Ferguson had the sense to realize that his friends who were telling him not to make the film were right about one thing: He needed help from someone more experienced. An admirer of “Enron,” he turned to Gibney, who is something of a documentary brand name with such films as “Lightning in a Bottle” and “The Fifties.”

“It was the weirdest experience,” says Gibney, who got a call from Ferguson out of the blue in late 2005. “He had never made a film before. He’d invented a Web construction program and sold it for a zillion dollars. He was a political science professor. He knew a lot of people in the foreign-policy arena. He’d done some writing. He wanted to do a film about the occupation of Iraq. He came to New York, and we discussed it. The subject was important. ‘Would you help me?’ I gingerly went forward: ‘Let’s see how it goes.’ ”

Gibney — while working on his own Afghanistan prison expose, “Taxi to the Dark Side,” and a Hunter S. Thompson docu — taught filmmaking 101 to Ferguson, offering support and guidance every step along the way, especially when it came time to edit a five-hour rough cut. But “it’s Charles’ film,” he says. “I’d focus him, helped him hire the cinematographer. He was trying to do too many things. I helped him with clarity. He was a quick learner. He had a lot of resources.”

Although Ferguson is reluctant to discuss it, he sank almost $2 million into the movie. “I tried to make it clear, factual: Here’s what happened. I tried to keep out theorizing and grand statements. I want the film to be widely seen by a lot of people so they can come to understand what happened there,” he says.

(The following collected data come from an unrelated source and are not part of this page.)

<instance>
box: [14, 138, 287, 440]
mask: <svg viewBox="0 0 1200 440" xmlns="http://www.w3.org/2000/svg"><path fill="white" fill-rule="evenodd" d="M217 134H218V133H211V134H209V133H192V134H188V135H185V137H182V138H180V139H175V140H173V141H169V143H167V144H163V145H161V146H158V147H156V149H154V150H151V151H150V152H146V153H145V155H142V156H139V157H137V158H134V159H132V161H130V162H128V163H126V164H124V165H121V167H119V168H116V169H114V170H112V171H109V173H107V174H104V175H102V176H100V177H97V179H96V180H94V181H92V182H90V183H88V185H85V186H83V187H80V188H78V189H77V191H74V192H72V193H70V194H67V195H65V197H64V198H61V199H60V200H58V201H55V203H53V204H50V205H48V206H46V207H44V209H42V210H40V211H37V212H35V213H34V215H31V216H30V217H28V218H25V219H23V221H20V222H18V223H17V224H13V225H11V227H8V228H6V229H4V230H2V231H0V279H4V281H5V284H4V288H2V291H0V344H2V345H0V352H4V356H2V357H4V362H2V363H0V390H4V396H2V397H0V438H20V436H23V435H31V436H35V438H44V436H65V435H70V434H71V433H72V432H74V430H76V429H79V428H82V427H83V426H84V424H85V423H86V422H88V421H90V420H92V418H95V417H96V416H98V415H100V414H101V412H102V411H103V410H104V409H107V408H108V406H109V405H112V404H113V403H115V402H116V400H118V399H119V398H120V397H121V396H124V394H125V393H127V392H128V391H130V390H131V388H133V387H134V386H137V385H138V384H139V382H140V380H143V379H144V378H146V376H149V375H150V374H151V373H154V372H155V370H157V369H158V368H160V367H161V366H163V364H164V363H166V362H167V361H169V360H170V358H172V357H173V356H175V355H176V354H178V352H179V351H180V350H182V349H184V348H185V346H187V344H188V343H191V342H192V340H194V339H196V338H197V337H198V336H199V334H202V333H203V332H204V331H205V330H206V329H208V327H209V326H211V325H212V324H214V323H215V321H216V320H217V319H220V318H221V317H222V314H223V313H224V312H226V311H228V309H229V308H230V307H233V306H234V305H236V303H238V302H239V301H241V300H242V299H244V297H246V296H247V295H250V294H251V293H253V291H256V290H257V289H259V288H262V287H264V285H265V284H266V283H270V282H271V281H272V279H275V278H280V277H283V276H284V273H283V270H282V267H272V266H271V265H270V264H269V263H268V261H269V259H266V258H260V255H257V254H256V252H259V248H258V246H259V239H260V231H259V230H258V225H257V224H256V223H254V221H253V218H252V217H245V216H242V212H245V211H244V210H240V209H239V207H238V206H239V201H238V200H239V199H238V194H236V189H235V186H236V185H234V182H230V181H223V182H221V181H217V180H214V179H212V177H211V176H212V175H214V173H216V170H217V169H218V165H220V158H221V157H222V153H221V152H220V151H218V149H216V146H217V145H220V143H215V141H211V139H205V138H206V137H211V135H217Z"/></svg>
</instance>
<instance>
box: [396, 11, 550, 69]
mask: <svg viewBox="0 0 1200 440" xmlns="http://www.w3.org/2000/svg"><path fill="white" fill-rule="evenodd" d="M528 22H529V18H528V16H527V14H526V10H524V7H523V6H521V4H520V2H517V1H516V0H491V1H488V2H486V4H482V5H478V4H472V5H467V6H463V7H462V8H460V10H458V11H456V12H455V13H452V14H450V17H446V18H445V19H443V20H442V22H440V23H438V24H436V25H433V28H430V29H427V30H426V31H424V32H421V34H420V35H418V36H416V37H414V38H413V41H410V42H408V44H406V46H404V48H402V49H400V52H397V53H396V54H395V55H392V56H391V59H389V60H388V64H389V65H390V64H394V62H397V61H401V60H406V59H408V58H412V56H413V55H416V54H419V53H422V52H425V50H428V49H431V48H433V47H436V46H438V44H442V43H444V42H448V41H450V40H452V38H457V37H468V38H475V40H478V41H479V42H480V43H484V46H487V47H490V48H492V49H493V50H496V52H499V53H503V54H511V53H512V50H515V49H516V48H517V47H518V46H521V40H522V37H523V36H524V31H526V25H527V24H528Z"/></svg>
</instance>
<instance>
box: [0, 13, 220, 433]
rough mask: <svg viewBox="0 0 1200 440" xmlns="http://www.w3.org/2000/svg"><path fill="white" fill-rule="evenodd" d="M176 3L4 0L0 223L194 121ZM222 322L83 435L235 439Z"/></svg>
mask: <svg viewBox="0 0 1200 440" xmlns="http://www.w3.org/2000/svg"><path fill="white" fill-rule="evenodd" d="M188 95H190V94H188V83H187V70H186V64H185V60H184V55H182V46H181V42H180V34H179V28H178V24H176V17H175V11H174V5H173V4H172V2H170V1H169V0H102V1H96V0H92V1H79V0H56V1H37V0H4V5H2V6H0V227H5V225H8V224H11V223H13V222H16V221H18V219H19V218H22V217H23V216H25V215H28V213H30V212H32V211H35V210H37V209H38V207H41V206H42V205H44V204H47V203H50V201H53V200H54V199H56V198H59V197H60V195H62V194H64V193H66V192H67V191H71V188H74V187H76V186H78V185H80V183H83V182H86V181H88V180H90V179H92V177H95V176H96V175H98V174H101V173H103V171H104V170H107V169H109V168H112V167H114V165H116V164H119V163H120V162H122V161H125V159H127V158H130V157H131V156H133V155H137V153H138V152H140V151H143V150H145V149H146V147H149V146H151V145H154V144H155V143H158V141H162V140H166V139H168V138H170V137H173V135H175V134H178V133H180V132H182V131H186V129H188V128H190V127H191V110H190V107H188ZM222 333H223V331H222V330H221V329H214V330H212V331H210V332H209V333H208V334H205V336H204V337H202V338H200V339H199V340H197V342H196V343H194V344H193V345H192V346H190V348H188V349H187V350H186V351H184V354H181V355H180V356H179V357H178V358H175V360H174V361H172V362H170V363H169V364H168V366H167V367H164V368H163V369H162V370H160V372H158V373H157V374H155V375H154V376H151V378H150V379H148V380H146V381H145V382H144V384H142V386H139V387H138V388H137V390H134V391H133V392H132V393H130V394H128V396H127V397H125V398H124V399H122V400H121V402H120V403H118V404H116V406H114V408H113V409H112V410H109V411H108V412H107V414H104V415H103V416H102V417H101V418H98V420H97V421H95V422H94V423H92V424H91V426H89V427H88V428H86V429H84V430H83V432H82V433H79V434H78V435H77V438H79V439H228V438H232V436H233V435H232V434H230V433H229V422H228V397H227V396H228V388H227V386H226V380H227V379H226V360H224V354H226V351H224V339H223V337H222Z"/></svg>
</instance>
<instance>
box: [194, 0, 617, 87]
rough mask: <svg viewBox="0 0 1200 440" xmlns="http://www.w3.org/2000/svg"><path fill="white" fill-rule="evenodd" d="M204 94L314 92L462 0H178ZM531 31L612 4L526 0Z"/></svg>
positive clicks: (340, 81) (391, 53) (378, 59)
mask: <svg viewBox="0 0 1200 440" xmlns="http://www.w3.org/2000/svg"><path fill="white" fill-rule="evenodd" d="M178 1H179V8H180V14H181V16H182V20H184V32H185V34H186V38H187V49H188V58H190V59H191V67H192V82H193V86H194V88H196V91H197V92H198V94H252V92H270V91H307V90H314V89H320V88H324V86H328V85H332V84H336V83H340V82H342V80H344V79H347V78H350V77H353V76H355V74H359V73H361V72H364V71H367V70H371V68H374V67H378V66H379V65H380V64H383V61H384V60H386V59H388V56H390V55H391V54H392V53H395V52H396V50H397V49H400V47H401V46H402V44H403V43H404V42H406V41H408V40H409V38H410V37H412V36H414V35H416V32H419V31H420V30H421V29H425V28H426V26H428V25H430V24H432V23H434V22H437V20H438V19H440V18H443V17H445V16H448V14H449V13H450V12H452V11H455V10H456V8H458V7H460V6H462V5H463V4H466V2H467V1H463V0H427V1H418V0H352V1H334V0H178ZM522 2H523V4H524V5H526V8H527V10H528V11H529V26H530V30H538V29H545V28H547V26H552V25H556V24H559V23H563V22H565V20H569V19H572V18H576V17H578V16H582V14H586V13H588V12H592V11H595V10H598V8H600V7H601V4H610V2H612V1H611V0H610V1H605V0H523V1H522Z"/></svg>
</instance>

Much of that money went into a month of filming in Iraq, which was extremely dangerous. The fledgling filmmaker spent about $7,000 a day on an armored Mercedes and a large Kurdish security detail armed with machine guns. He went into the streets incognito, never for more than 20 minutes, never to the same place twice. Ferguson gained extraordinary access to people who were close to the action and willing to say astonishing things.”